Many men continued to wear a form of traditional clothing until the mid-twentieth century-a plain, blue, long gown for scholars and older, urban men, jacket and trousers of indigo-dyed cotton for workers.
But among urban elites, there emerged in the 1910s a new outfit, based on Prussian military dress and seen first in China in school and military-cadet uniforms; this had a fitted jacket fastened with buttons in front, decorated with four pockets, and made "Chinese" by the use of a stiff, high "Mandarin" collar, worn over matching trousers.
This suit was often made, Western-style, in woolen cloth, the first time that wool had ever been the basis of an important Chinese garment type. This outfit became known as the Sun Yat-sen suit, after the father of the Chinese revolution.
Several proposals for creating a modern women's dress for China met with little enthusiasm, but in China's cities, and especially in Shanghai, women and their dressmakers were trying out a modern variation of Manchu dress that was to have lasting consequences.
The Manchu "banner robe" (qipao) and "long gown" (changshan, generally known in the West by its Cantonese pronunciation, cheongsam) were adapted by fashionable women to be somewhat more tightly fitting, with a closure folded left-over-right to the shoulder, then down the right seam, often fastened with decorative "frogs" (cloth buttons and loops), and sometimes with a slit to knee height. This new style, in colorful silk, rayon, or printed cotton, was widely publicized in "calendar girl" advertising prints of the 1920s and 1930s, and soon became firmly entrenched as China's appropriately modern women's wear.

The qipao (or cheongsam) continued to evolve to become more form fitting, and by the mid-twentieth century was widely accepted, both in China and the West, as China's "traditional" women's dress. For a few years after the Communist revolution of 1949, older forms of dress, including the man's long "scholar's robe" and the women's qipao, continued to be worn in China.
But by the late 1950s, there was strong political and social pressure for people to dress in "modest, revolutionary" styles-the Sun Yat-sen suit (usually in blue cotton, now beginning to be known as a "Mao suit"), or as an alternative, a modest blouse and calf-length skirt.
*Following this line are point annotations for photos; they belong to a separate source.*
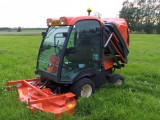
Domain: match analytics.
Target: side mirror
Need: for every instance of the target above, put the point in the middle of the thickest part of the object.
(70, 50)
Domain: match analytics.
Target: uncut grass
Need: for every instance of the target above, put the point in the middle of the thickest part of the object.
(138, 98)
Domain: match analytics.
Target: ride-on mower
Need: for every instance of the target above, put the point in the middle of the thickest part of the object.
(77, 54)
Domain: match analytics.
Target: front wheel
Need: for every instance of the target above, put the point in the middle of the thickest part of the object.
(116, 79)
(83, 88)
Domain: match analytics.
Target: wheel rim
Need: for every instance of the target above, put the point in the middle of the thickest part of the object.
(86, 91)
(119, 82)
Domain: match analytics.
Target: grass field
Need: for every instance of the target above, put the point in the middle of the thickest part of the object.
(137, 99)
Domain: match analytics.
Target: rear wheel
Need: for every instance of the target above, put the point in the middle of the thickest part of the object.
(116, 79)
(83, 88)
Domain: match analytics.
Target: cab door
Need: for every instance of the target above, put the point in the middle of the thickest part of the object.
(83, 49)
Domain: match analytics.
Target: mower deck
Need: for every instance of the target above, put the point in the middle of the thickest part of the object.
(38, 97)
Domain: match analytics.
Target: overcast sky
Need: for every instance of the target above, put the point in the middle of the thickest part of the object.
(33, 13)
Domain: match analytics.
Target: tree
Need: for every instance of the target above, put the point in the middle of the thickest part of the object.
(140, 14)
(158, 28)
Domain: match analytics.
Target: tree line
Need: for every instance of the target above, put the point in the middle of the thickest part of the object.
(142, 15)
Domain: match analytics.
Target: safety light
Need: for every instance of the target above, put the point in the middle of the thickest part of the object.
(49, 22)
(89, 10)
(63, 21)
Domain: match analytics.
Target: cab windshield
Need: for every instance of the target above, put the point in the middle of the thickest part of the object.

By the time of the Cultural Revolution (1966-1976), the qipao had been denounced as "feudal," and the wearing of the blue Mao suit was nearly obligatory.
Fashion made a cautious return to China in 1978, with the promulgation of the post-Mao "Four Modernizations" program of economic reform. By the early 1980s, fashion magazines had resumed publication, fashion shows were held in major cities, and fashion design and related subjects were beginning to be taught once again at the high school and college level.
The qipao also has had a revival, both in China and in overseas Chinese communities, as formal wear that conveys a sense of ethnic pride, and as "traditional" dress worn by women in the hospitality industry. But in general, Chinese dress today is a reflection of global fashion. By the turn of the twenty-first century, prestigious international brands were a common sight in the shopping districts of Shanghai, Guangzhou, Beijing, and other major cities, and Chinese consumers were participating fully in international fashion. Meanwhile China had become the world's largest manufacturer and exporter of garments.